North Carolina State University
For this blog posting, I want to share some information about how collaborative video data analysis can be a tool for expanding research possibilities. As technology advances, our way of documenting, analyzing, and conceptualizing learning is expanding in so many ways. There are many new computer programs, technology tools, and web applications that have the potential to increase the way that educators engage in classroom research.
Video-based data analysis, which is currently undergoing a period of rapid development, has the potential to offer new ways of researching classrooms because it encourages collaboration between researchers and classroom teachers. Computer assisted video data analysis software can further the use of video as a research tool; it has the potential to encourage attention to and analysis of both verbal and non-verbal behaviors of research participants (Coiro, 2009) and encourage collaborative participation between teachers and researchers (Hennessy & Deaney, 2009). In addition, it provides insight about the complexities of learning while also encouraging new ways of thinking and learning about classroom contexts.
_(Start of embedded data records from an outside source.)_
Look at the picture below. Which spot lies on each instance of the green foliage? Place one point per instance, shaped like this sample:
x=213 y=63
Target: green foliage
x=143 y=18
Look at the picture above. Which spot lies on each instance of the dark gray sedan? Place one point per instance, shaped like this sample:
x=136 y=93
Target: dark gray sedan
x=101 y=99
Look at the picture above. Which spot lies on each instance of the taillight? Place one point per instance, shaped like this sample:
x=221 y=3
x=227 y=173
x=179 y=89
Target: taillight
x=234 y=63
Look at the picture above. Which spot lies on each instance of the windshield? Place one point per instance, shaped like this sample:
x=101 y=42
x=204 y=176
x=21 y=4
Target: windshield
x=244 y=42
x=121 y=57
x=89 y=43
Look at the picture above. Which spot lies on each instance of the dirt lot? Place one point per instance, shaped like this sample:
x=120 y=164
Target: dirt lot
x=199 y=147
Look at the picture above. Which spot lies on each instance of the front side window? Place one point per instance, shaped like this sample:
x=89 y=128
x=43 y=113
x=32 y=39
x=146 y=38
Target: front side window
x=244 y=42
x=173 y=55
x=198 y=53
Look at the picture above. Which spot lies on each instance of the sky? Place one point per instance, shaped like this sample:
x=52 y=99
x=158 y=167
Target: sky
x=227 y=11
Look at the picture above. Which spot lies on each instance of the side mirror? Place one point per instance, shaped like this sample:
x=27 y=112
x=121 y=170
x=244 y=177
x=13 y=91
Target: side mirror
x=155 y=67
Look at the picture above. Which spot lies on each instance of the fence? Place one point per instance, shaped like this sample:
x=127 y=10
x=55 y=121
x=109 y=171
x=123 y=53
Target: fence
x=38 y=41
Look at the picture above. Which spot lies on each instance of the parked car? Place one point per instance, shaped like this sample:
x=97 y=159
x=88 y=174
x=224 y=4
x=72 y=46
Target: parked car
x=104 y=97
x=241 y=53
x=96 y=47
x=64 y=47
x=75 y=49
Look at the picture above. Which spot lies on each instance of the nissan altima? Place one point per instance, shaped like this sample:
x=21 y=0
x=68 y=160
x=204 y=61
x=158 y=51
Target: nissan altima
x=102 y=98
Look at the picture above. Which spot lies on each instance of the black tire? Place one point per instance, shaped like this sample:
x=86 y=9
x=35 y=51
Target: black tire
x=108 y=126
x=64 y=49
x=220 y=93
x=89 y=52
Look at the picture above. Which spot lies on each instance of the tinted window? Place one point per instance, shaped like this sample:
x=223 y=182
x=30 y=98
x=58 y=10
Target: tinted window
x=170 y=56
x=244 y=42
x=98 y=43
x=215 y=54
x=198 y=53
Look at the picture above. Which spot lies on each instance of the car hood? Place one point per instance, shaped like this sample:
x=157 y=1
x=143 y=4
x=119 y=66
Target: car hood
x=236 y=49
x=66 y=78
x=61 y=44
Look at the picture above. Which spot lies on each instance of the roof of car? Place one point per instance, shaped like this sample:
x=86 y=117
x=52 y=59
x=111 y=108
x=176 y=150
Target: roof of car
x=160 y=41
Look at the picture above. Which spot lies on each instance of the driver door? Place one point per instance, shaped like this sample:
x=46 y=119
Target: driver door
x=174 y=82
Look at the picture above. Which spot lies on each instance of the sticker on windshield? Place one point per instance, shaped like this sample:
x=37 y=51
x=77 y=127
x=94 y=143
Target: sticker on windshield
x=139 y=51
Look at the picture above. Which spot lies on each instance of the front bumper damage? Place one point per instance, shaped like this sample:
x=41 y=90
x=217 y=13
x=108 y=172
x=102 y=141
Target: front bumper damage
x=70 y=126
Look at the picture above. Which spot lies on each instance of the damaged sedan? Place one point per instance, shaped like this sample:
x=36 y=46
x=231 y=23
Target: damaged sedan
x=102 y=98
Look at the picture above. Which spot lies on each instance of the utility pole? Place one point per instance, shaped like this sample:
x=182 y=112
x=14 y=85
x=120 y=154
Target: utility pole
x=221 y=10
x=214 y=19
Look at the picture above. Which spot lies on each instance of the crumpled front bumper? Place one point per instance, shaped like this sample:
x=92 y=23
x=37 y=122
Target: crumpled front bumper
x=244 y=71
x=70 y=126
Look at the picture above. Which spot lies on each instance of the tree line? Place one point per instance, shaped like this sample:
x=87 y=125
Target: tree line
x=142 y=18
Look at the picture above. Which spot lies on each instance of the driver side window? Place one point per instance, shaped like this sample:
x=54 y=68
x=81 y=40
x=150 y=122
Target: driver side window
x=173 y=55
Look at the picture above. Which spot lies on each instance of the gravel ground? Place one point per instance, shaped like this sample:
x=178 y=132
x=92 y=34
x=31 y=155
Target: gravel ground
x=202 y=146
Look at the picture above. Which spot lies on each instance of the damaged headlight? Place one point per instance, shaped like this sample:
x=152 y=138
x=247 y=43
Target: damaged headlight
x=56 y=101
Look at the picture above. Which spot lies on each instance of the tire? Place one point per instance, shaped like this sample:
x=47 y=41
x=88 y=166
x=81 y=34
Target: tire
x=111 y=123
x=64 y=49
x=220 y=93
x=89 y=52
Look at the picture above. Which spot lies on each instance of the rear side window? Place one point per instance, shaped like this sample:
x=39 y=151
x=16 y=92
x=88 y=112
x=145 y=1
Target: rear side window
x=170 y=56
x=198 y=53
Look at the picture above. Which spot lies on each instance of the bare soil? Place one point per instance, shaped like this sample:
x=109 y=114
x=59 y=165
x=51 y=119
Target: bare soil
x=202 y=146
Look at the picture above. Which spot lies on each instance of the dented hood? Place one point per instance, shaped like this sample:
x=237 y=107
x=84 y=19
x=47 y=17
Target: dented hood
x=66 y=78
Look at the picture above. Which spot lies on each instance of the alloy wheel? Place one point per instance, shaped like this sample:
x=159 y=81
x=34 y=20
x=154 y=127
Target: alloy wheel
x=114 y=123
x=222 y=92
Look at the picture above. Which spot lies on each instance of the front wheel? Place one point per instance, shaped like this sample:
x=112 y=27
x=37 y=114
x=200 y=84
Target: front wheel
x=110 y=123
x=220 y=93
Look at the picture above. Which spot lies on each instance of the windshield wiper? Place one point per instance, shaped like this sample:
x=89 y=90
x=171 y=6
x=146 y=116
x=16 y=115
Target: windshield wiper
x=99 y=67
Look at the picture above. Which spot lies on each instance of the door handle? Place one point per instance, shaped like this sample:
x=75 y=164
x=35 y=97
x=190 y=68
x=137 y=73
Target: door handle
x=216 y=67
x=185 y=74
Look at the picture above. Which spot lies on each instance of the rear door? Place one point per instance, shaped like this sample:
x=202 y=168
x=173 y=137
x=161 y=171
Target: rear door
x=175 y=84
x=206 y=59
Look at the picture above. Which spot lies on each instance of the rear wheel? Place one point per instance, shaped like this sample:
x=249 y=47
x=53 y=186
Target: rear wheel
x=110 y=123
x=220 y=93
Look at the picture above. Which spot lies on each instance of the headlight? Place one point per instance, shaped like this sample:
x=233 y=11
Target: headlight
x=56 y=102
Collaborative analysis between the classroom teacher and university researcher demonstrates what Anderson and Herr (1999) call insider perspective and how it can add to a researcher’s understanding of a classroom context. There are several reasons why educational researchers should consider using video data analysis as a collaborative research tool. When teachers and university researchers jointly analyze classroom videos and engage in theory building related to teaching and learning, the ideas that emerge have the potential to:
- expand collective knowledge by building existing theory
- provide insight to complex teaching contexts
- allow for more awareness of contextual factors
- encourage deeper understanding of the learning that is involved in classroom interactions
- provide different options for the analysis of teaching and learning
- incorporate visual modes of representation such as timelines, conceptual mapping, and charts
Research has demonstrated that collaborative analysis with teachers, particularly when they can view and reflect on their own classroom lessons and observe student interactions, can provide insights to the interactions as well as better highlight some of the tensions and complications of their pedagogical approaches (Calandra, Brantley-Dias, Lee, & Fox, 2009; Hiebert, Gallimore & Stigler, 2002). As Lytle and Cochran-Smith (1999) explain, “The emphasis here is on blurring the boundaries of research and practices as a critical and theory building process. The larger goal is to create classrooms and schools where rich learning opportunities increase students’ life chances and to alter the cultures of teaching by altering the relations of power in schools and universities (p. 18).” The significance of teachers’ voices has not been fully acknowledged in academic settings (Noffke, 2008) and there is also a concern that educational research has too little influence on classroom practice (Hiebert, Galimore & Stigler, 2002). The ideal situation is what Noffke (2008) describes as a synergy where, “…theoretical knowledge is not seen as apart from classroom experience, but as a lens with which to view in new ways events in the practice of teaching (p. 431)”.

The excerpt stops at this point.